In HER2-positive breast cancer, brain metastases remain one of our biggest challenges. Although we can often control the systemic disease well elsewhere in the body, brain metastases often develop and become a life-limiting consequence of the disease. At the same time, we’ve also had difficulty identifying newer systemic therapies that can effectively control or shrink brain tumors. Therefore, we’ve relied for many years on radiation and surgery as primary treatments [for these patients].

However, we’ve seen advances in the past few years, with agents like tucatinib [Tukysa], with some central nervous system [CNS] activity. As T-DXd has come into the realm of treatment for [patients with] HER2-positive breast cancer, there have been interesting observations that [this agent could] have activity also in patients who are affected by brain metastases. The results of the DESTINY-Breast12 study are further evidence that T-DXd seems to have CNS activity, and that this agent can be considered as one of our approaches for patients who have HER2-positive breast cancer with brain metastasis.

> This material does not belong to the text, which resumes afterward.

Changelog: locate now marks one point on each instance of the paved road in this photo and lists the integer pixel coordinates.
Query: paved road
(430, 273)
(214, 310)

What is your main message for colleagues about individualized breast cancer management?

Treatment for breast cancer needs to be individualized based on discussions with the patient about their preferences and understanding their underlying other medical issues. The other consideration that is important in this individualization is considering how we use our tools, [such as] molecular testing like Oncotype DX or next-generation sequencing [NGS], to look for tumor mutations to help identify a treatment strategy that makes sense for what’s going on in that patient’s tumor. [We are making] important advances with both circulating tumor DNA and NGS but we also need to understand some of the limitations of those tests when we’re interpreting them and discussing treatment options for patients, making sure we’re putting that all into context.